DT:  You’ve been compared to artists such as Lana Del Rey, what do you think of that?

YF:  I feel good about it, I feel very spiritually aroused by that. I think me and Lana have very similar psyche and topically share similar themes. I saw her one time from a distance, I don’t think she noticed me, but she was wearing flip-flops and a faded turquoise blouse and some faded denim jeans. She seemed like a very lovely person, so being compared to her would be pretty good.

DT:  What was the inspiration for your latest single “Dirty Water”?

YF:  I like it a lot, I’m very proud of it. I wrote it when I visited Detroit. I picked up a local (magazine) and it said ‘Flint water system switches to Detroit water system.’ People were appealing the switch to the water system, and I noticed in LA that it wasn’t in the news anywhere else anymore. I was like, ‘I guess it’s not a buzzy topic anymore,’ and then I wrote that song. It was a love song, but I had this water s— on my psyche. I really like performing “Dirty Water” and I love the sentiment of it. I don’t remember writing it, but I f— with it heavy.

DT:  What is your songwriting process like?

YF:  I pretty much just try to write, I try to be honest. I kinda don’t really try and then it just happens. I kinda just f— around and eventually a song comes. Lately, I’ve been trying to write the biggest, most pop, simple, dumba– song of all time. I say I’m gonna do it, and then I just skrt and turn left, and it sounds really complicated and not poppy. I try to write (‘Tik Tok’) and then all of a sudden it’s like ‘I’m a paradox/like dirty socks/stuffed into Dior heels.’ I respect songwriters a lot, like Ben (Gibbard) from Death Cab (for Cutie) , and Ed Sheeran is lit. Songwriting, I respect the craft, so I wouldn’t want to say that I just f— around, but I just try and have fun with it.

DT: One of your best-known collaborations is on Quinn XCII’s ‘Werewolf.’ What was it like to work on that?

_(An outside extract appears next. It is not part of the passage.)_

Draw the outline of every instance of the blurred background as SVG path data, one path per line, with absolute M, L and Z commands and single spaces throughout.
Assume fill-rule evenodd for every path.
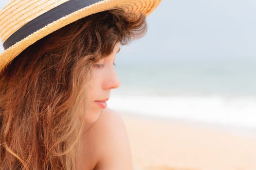
M 116 56 L 121 86 L 108 103 L 124 116 L 135 169 L 256 170 L 256 1 L 163 0 L 147 20 Z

YF:  Quinn called me up and said, ‘I’m working on my album. I need your help.’ I was like, ‘No you don’t, you’re f—ing crazy.’ He told me to come to the recording session, so I did. I went in and we wrote the song, but I did it really, really fast. Then I was going to leave to go get blackout. It was like four in the afternoon, I was ready to leave, and they said ‘wait, get on the microphone for like one second.’ I wanted to get out of there, I had plans, but I did one take. They asked me if I wanted to recut it, and I said yes, but they said it sounded worse than when it was just freestyle. So I went and got blackout and forgot what we did in that session. Then a couple of months later, my manager called me and said Quinn wants me on his album. I said awesome, send me the beat. But they were like, ‘The song’s already done.’ I was like, ‘What song? Send me it.’ I thought they must be thinking of the wrong guy, but then I was like, ‘Oh, that song.’ Quinn is the nicest f—ing dude ever, and he’s a super professional recording artist, extraordinary like his voice. He’s very polished to work with. To be honest, it was pretty impressive.

DT: A lot of people think that pursuing music isn’t a very reliable career path. Did that ever scare you?

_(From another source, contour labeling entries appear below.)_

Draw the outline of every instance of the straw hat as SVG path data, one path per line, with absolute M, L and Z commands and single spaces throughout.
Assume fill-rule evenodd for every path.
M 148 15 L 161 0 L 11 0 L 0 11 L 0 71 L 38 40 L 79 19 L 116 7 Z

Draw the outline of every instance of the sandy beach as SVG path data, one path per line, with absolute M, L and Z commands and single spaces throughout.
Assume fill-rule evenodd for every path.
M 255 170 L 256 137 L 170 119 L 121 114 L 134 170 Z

YF: No, I didn’t give a f—. I could be dead right now. I’m just grateful to be here, so I don’t care about like a career or anything else.

DT: After your three shows at SXSW, what’s next for Yoshi Flower?

YF: I’m going to play in a cemetery in Hollywood for 2 nights, then I’m playing in Israel and then London, then Lollapalooza. Honestly, I don’t even know. I’m just trying to be a good person, I don’t give a f— about all the other stuff.